The U.S. Preventive Services Task Force, which made the recommendation, reported finding evidence that the benefits of treatment based on routine screening of this age group “are small to none.” However, treatment often causes “moderate-to-substantial harms,” including erectile dysfunction and bladder control and bowel problems, the task force said.

The new guidance is the first update by the task force on prostate cancer screening since 2002. The last report on the subject from this panel of experts, which sets the nation’s primary care standards, concluded there was insufficient evidence to recommend prostate screening for men of all ages.

Centers for Disease Control To Use Gift Cards To Spur HIV Education

Desperate for a way to stop the escalating spread of HIV among young gay men, public health officials are looking to novel strategies, such as enlisting local gay opinion leaders to urge their peers to practice safe sex.
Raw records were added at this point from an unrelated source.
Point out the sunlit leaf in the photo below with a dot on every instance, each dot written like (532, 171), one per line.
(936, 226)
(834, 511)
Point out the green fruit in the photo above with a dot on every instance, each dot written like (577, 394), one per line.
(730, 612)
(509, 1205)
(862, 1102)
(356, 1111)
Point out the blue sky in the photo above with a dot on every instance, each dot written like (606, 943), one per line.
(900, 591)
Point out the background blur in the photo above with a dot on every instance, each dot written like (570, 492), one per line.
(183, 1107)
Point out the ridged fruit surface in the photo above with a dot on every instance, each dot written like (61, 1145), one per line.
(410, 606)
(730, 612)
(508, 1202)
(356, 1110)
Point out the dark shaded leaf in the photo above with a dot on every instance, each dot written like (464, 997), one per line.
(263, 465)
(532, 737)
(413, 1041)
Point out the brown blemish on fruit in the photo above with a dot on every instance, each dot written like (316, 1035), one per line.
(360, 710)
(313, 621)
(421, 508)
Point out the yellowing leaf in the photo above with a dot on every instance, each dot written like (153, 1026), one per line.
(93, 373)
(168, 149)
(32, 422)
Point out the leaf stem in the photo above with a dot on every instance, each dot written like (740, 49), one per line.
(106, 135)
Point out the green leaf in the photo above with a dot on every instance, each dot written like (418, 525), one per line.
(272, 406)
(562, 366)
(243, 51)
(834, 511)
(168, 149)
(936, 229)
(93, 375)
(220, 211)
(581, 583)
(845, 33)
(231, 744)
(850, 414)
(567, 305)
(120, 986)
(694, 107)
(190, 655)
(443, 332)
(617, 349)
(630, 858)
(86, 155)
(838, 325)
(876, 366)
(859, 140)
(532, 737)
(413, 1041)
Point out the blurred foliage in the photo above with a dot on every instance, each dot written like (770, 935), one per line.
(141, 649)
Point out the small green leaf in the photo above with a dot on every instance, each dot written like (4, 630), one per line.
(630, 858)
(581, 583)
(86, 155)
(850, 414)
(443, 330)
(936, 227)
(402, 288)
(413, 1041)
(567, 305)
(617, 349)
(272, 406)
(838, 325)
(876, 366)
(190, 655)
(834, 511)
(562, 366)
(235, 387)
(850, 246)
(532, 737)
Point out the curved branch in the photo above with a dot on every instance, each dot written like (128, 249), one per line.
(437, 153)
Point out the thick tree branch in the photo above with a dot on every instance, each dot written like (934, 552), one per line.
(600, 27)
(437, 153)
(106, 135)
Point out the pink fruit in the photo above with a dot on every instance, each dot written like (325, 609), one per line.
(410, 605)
Promising signs from such a project in North Carolina led the Centers for Disease Control and Prevention to begin rolling it out on a broader scale, to more than 200 community groups. The budget is $1.5 million over a two-year period.

The idea is to give gift coupons to popular, influential men in the gay community and encourage them to talk up condom use, regular HIV testing, and other responsible actions.

It may sound frivolous, but little else has proven effective for the men most affected by the epidemic.

Last week, new figures showed still-rising HIV infections in gay and bisexual men, with about 53% of new cases in that group. Meanwhile, HIV rates among injection-drug users and heterosexuals is declining.

The CDC says it’s also committed $5 million to a five-year social marketing campaign to promote HIV testing to young black gay and bisexual men, who have been diagnosed with HIV at especially high rates.

“The CDC is committed to ensuring that its resources are going to the populations hardest hit by the epidemic,” the acting director of the CDC’s Division of HIV/AIDS Prevention, Richard Wolitski, said.

The new approaches are an encouraging sign of help, but the funding behind them doesn’t come close to raising prevention spending to the level most experts say it should be, executive director of the National Alliance of State and Territorial AIDS Directors, Julie Scofield, said.

“It’s a drop in the bucket,” she said.